From Simple English Wikipedia, the free encyclopedia
Arno Brekker, The Party

Blood and soil is a concept first developed in the 19th century. It looks at a person's blood, to see where they come from, and who their ancestors were. It also looks at the soil a person is working on, to make a claim that they should indeed work and occupy that land. In the nineteenth century, the idea was linked to racism and to nationalism. One of the first to use Blut und Boden, or blood and soil was Oswald Spengler in his book Der Untergang des Abendlandes. In the book, Spengler talks about the struggle of blood and soil about the inner form of a relocated species of animal and man. Walther Darré took the phrase and established the link. In his book "Neuadel aus Blut und Boden" (New nobility from blood and soil) he tries to show the relation between economic and agrarian policies, as well as racial ones.

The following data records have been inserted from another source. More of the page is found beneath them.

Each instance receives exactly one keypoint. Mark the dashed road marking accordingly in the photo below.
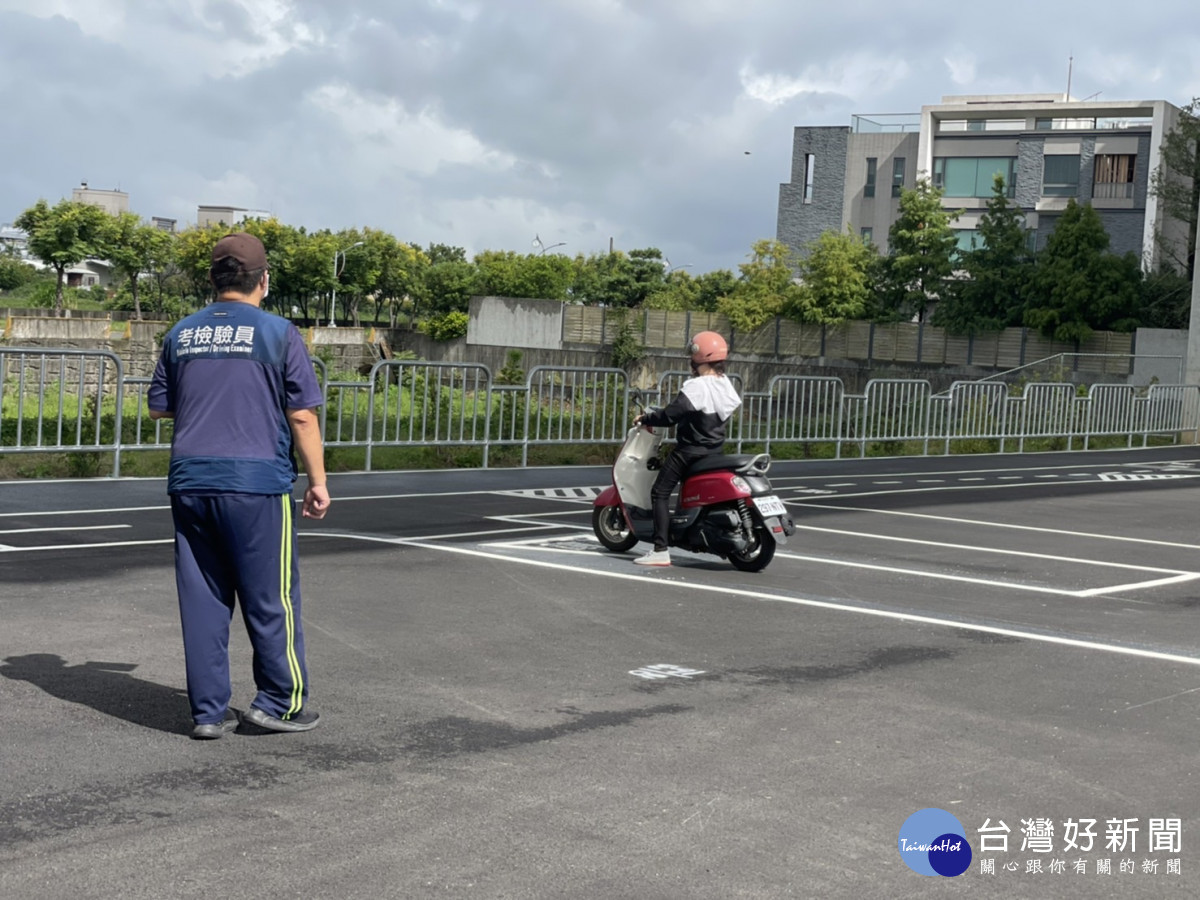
(556, 493)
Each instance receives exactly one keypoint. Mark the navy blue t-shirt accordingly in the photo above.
(229, 373)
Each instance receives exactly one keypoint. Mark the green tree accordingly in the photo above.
(533, 275)
(1176, 184)
(1078, 285)
(605, 280)
(679, 292)
(64, 235)
(922, 251)
(712, 287)
(13, 273)
(448, 288)
(400, 277)
(835, 280)
(767, 287)
(136, 250)
(193, 256)
(996, 273)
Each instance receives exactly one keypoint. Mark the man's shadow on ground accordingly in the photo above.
(106, 687)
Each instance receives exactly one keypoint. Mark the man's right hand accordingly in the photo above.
(316, 502)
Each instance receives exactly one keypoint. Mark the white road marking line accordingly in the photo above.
(1005, 525)
(988, 582)
(87, 546)
(84, 511)
(61, 528)
(1159, 700)
(1175, 576)
(1074, 467)
(762, 597)
(949, 487)
(528, 527)
(977, 549)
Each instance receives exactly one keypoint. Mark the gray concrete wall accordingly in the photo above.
(517, 323)
(799, 223)
(880, 211)
(1155, 348)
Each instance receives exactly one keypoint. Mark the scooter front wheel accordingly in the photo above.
(755, 559)
(612, 529)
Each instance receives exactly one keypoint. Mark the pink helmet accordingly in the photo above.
(708, 347)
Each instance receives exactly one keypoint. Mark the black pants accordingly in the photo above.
(670, 475)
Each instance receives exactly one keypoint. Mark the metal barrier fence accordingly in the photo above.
(82, 402)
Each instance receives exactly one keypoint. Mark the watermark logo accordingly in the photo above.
(934, 843)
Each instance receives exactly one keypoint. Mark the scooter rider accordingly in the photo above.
(705, 403)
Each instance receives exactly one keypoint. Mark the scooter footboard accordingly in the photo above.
(609, 497)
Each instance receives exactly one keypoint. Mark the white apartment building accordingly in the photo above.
(1049, 149)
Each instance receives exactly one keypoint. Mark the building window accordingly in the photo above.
(972, 177)
(966, 240)
(1060, 175)
(1114, 177)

Another idea of the blood and soil ideology comes from Lamarckism: The ethnic characteristics of a population are linked to the geographical regions it inhabits; only in this region will it be able to fully live up to its potential.

There is also a literary genre called blood and soil. In it, it shows an agrarian society living up to this ideals. People writing in this style were Gerhard Schumann and Herbert Böhme. The ideas are also sometimes shown in artworks. Artists included Adolf Ziegler, Arthur Kampf, Arno Breker and Josef Thorak. Very often, such artworks were seen as degenerate art when the Nazi party came to power. Artists had to flee, many died in exile.

Today, the phrase is associated with Nazi ideology. White supremacist gathers at the 2017 Charlottesville riots were heard chanting "blood and soil", presumably to align themselves with Nazism.[1]

References[change | change source]

  1. "'Blood and soil': Protesters chant Nazi slogan in Charlottesville". CNN. 12 August 2017.